Fixing old bugs, without the source

John Tsiombikas nuclear@mutantstargoat.com

22 April 2014

Once upon a time, I made a special kind of demoscene production: a wedtro. Which is a kind of small demo, made as a present to some other member of the demoscene, who is getting married. This wedtro, turned out to be the buggiest piece of shit I've ever released, and it’s been bugging me for the past decade. Until today I decided to fix it.

Retrospective

The original release of this wedtro was during the summer of 2003, in the hayday of the "second coming of the Greek demoscene". Our friend Cybernoid was getting married, and we (Nuclear / The Lab and Imak / Quadra) decided to make him a wedtro as a wedding present.

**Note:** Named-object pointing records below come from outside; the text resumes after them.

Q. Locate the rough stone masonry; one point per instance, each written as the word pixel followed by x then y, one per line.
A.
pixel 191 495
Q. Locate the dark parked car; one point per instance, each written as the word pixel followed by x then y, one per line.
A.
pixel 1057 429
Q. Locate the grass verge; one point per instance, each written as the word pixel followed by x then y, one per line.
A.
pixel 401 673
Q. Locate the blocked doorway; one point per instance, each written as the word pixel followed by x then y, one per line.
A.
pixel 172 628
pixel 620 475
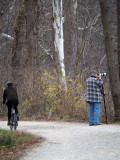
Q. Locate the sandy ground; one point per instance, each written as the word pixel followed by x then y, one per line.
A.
pixel 72 141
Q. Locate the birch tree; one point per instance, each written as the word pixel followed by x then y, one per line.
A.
pixel 112 67
pixel 118 32
pixel 70 35
pixel 58 36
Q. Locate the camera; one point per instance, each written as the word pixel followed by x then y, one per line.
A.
pixel 103 74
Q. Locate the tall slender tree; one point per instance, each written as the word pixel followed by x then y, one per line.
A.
pixel 112 67
pixel 118 33
pixel 58 36
pixel 70 35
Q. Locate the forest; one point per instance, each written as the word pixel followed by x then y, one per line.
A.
pixel 48 48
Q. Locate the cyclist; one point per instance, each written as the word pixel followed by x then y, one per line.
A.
pixel 10 98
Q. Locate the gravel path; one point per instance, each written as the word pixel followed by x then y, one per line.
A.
pixel 72 141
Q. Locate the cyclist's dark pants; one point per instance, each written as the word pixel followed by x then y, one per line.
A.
pixel 10 103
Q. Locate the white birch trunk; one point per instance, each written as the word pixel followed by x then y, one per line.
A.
pixel 58 33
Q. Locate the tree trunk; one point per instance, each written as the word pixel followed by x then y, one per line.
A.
pixel 118 33
pixel 31 41
pixel 58 37
pixel 17 60
pixel 112 67
pixel 70 35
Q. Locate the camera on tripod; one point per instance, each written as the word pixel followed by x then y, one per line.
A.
pixel 103 74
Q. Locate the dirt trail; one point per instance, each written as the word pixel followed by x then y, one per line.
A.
pixel 72 141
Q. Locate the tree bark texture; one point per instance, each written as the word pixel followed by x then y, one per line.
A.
pixel 118 33
pixel 70 35
pixel 112 67
pixel 17 61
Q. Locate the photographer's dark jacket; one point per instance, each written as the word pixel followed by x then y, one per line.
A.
pixel 10 93
pixel 93 89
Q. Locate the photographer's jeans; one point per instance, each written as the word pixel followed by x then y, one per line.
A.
pixel 94 112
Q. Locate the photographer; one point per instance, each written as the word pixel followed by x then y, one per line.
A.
pixel 94 97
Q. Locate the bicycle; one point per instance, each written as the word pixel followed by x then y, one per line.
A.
pixel 13 120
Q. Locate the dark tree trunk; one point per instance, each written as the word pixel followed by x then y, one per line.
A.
pixel 118 33
pixel 112 67
pixel 17 60
pixel 70 36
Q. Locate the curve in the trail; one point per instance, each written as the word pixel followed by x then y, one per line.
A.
pixel 73 141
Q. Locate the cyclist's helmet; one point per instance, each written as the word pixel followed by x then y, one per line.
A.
pixel 9 83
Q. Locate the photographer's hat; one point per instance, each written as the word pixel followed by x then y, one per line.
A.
pixel 94 72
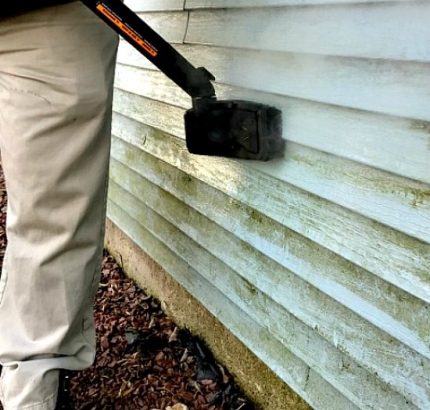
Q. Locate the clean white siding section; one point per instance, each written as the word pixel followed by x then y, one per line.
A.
pixel 318 262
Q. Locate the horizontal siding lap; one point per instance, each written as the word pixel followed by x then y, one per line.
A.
pixel 362 136
pixel 293 370
pixel 340 227
pixel 393 30
pixel 343 182
pixel 171 26
pixel 204 4
pixel 155 5
pixel 300 339
pixel 329 279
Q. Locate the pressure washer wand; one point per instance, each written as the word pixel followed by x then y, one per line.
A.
pixel 196 82
pixel 230 128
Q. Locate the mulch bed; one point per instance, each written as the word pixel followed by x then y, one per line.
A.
pixel 144 361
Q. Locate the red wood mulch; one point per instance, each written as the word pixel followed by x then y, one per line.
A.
pixel 144 361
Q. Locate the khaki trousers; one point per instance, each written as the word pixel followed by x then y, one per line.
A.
pixel 56 75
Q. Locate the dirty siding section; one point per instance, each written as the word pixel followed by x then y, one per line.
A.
pixel 319 262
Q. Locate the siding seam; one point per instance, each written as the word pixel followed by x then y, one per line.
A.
pixel 187 25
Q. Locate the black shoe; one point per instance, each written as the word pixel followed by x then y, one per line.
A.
pixel 63 400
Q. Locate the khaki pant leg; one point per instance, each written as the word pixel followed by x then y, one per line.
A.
pixel 56 75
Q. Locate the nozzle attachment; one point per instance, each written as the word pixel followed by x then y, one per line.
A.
pixel 234 128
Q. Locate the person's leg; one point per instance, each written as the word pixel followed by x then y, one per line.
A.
pixel 56 75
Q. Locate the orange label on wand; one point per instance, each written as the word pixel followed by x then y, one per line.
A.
pixel 125 29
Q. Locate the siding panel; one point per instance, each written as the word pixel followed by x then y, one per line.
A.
pixel 397 30
pixel 290 331
pixel 362 136
pixel 296 373
pixel 318 262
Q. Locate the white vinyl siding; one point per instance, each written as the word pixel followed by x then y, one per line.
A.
pixel 319 262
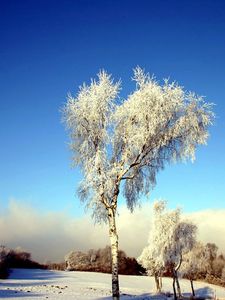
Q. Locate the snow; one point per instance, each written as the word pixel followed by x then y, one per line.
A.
pixel 43 284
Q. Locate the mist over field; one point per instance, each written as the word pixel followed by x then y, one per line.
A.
pixel 49 236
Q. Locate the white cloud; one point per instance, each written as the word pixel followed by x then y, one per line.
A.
pixel 50 236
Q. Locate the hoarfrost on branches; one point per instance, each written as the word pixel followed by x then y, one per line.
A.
pixel 169 240
pixel 120 145
pixel 131 140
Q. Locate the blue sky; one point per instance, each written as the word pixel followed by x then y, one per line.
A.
pixel 48 48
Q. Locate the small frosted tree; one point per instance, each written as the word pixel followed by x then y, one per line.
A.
pixel 120 145
pixel 169 239
pixel 195 263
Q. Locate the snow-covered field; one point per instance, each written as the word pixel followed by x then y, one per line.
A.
pixel 42 284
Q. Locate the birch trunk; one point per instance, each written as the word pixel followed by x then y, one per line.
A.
pixel 178 287
pixel 114 253
pixel 192 288
pixel 174 289
pixel 157 283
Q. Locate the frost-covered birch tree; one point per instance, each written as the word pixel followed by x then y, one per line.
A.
pixel 195 263
pixel 120 145
pixel 169 239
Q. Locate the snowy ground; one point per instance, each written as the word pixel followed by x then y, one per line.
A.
pixel 42 284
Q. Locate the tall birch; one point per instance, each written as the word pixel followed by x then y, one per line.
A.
pixel 121 144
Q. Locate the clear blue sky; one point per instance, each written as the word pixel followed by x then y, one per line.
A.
pixel 48 48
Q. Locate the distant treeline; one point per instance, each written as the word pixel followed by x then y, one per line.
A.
pixel 100 261
pixel 16 258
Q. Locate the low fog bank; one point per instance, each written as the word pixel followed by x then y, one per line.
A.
pixel 50 236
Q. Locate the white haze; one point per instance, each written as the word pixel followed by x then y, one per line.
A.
pixel 49 236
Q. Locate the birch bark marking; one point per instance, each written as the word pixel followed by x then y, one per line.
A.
pixel 114 253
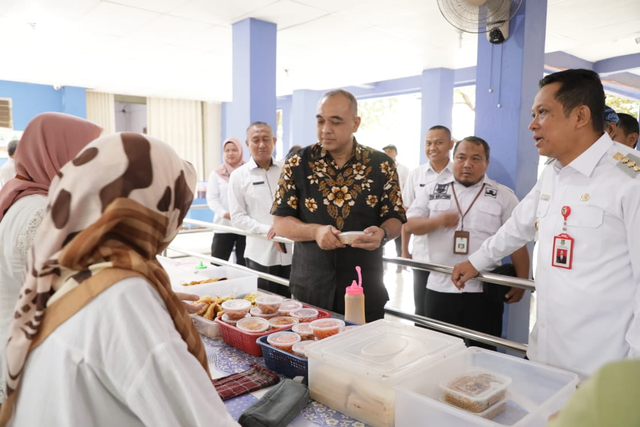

Imak came to my place, with his perlin noise procedural texture generation code, while pulled in my Direct3D 8.0 3D engine, that I had used for Absence a few months earlier. I also made a couple of crappy objects in 3d studio max, and we dug up an old fasttracker module by Thor/Quadra, which seemed cute and cuddly enough for the occasion.

My 3D engine code had rotted away apparently. Probably I was making half-assed changes and attempts to add new features after the release of Absence, and the wedtro effort was plagued with bugs from the start. I seem to remember that even trying to do a fade-out at some point with a blended fullscreen quad took us a long time to make it work. On top of everything else, Raoul/nlogn also dropped by, insisting to show us games on his dreamcast for some reason (Ikaruga and Rez if I remember correctly).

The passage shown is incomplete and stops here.